For the third point, it is not enough to adjust the scheduling rules alone, but also rely on the ability of microservice governance to make the associated instances complete the service routing nearby. This is also one of the problems being solved by EDAs. However, EDAs has provided direct support for the deployment of EDAs in the same application sub node or availability zone. Users only need to check the deployment:
Another common problem in elastic scaling is that the cluster node resources are exhausted, because k8s will not actively expand nodes. At this time, even if elastic scaling produces accurate scheduling requests, k8s cannot allocate new application instances. Considering this possibility, users are required to reserve a part of node resources to meet the demand of flexibility. However, due to the existence of resource pool, the cost paid by users is not completely based on consumption, which is contrary to the original intention of elastic scaling. We can’t help thinking, how can we make the node resources not only make the best use of them, but also can’t be exhausted?

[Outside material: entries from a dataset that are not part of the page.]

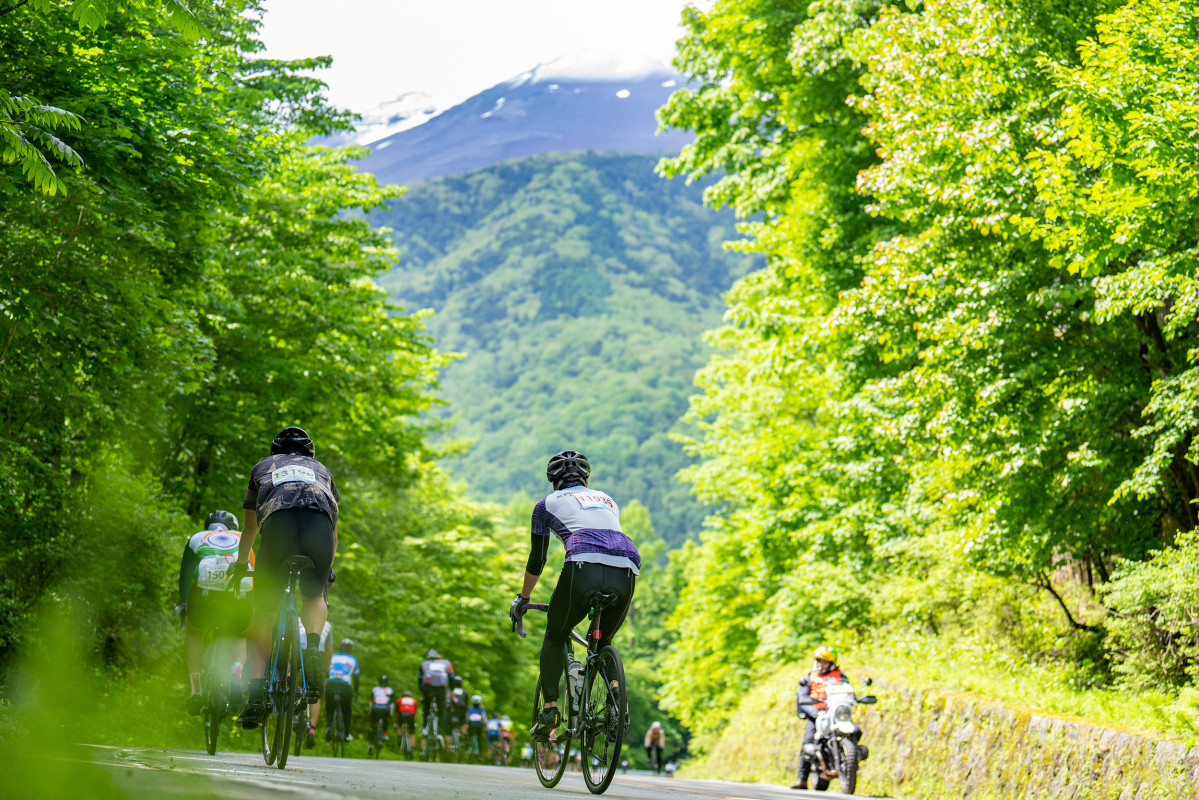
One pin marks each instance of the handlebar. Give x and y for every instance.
(529, 607)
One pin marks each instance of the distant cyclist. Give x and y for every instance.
(405, 720)
(325, 644)
(476, 723)
(294, 499)
(206, 600)
(598, 557)
(341, 687)
(435, 674)
(380, 709)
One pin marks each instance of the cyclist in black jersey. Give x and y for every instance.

The cluster autoscaler project of the community provides the automatic scaling of cluster nodes, which solves the problem of on-demand application of resources to a certain extent. Various container service providers also provide the corresponding cluster autoscaler implementation. Alibaba cloud is no exception. The control console of ACK can directly configure the automatic scaling of the cluster
However, cluster autoscaler also has its shortcomings, such as:
- First of all, cluster autoscaler starts to intervene after the instance scheduling request that cannot be met. However, it takes a long time to purchase a new instance (possibly at the minute level), which is much longer than the start-up time of pod, which reduces the sensitivity of elastic scaling and increases the risk of service damage;
- Secondly, when the capacity is reduced, because the application instances are randomly released, some legacy application instances will be scattered on different nodes and become fragments. Cluster autoscaler will try to migrate these instances before the shrinking nodes, which will consume time and even cause stability problems, which is not conducive to cost control.
The root of the problem is scheduling. K8s needs to match instances and nodes. In this process, there is too much complexity for users to consider and deal with. Is eliminating the nodes of the k8s cluster and removing the scheduling process is the direction to the ultimate flexibility? The answer is yes, and Alibaba cloud’s serverless kubernetes service (ask) provides a ready-made way in this direction.

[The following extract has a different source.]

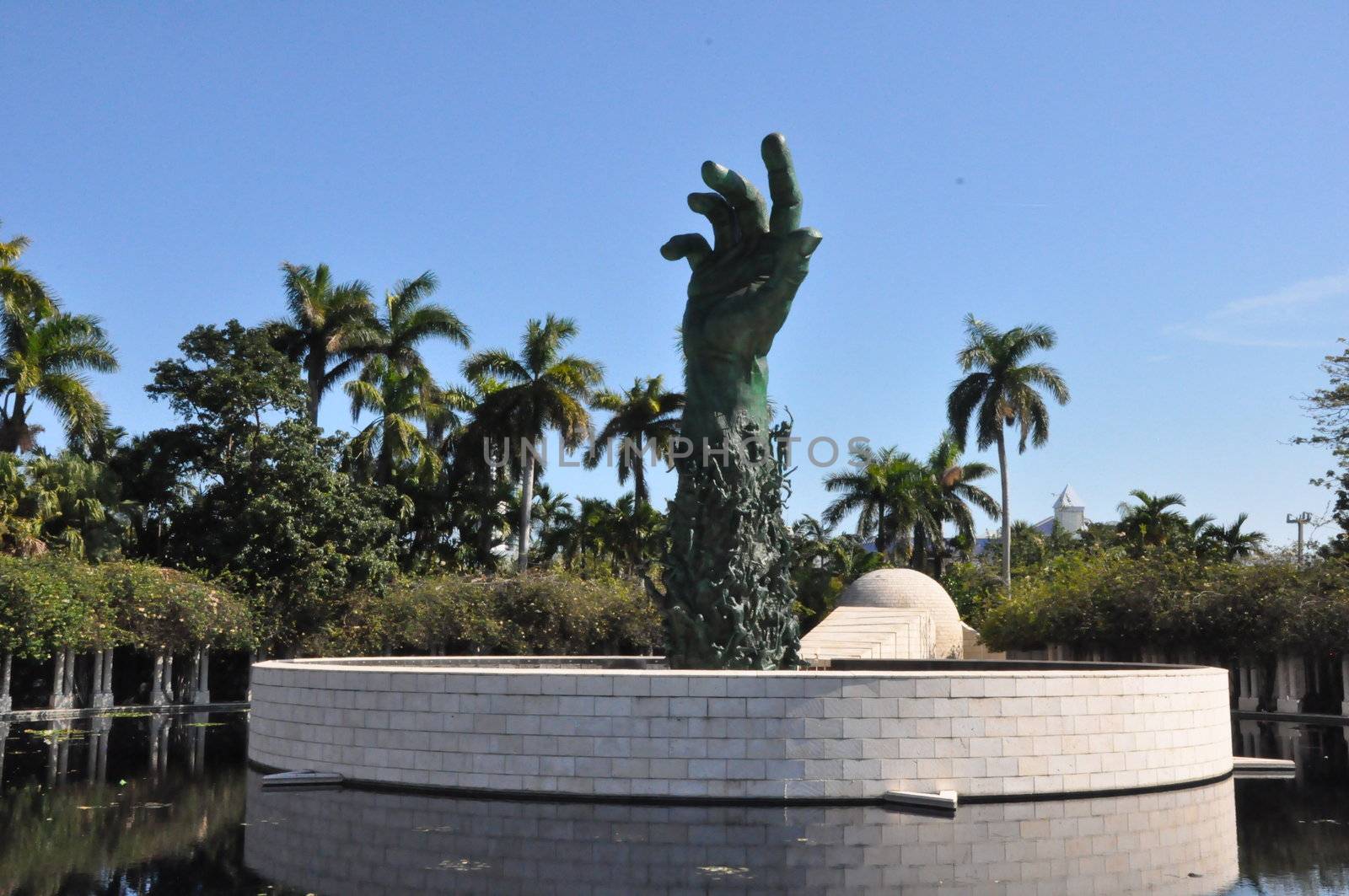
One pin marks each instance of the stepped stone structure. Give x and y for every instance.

Using ask service, users don’t need to care about the adequacy of node resources. The application instance is scheduled in seconds and charged by quantity, which perfectly meets the demand of elastic scaling
EDAs also supports the takeover of ask clusters. Users can directly create serverless applications in EDAs, and they can get “complete” elastic scalability
This paper introduces the elastic scalability of microservice applications in cloud native system, and tries to explore the optimization direction and practice from two key points of elastic scaling, and how EDAs views and solves these problems.
Elastic scaling includes the whole process of the application life cycle, which involves the linkage of multiple application management capabilities. For example, how to perform lossless offline of nodes when the application instance is scaled down is a very important function in the process of elastic scaling. There are many similar scenarios, which are limited by space, so this paper will not expand.
For EDAs, elastic scaling is a comprehensive ability test. Only when every link is in place, can we better escort the user business. We also believe that EDAs can bring users a better experience by fully integrating with cloud native technology and cloud products, and help users “lie down” to make good use of elastic scaling and enjoy the benefits of cloud.
Link to original text
This article is the original content of Alibaba cloud and can not be reproduced without permission.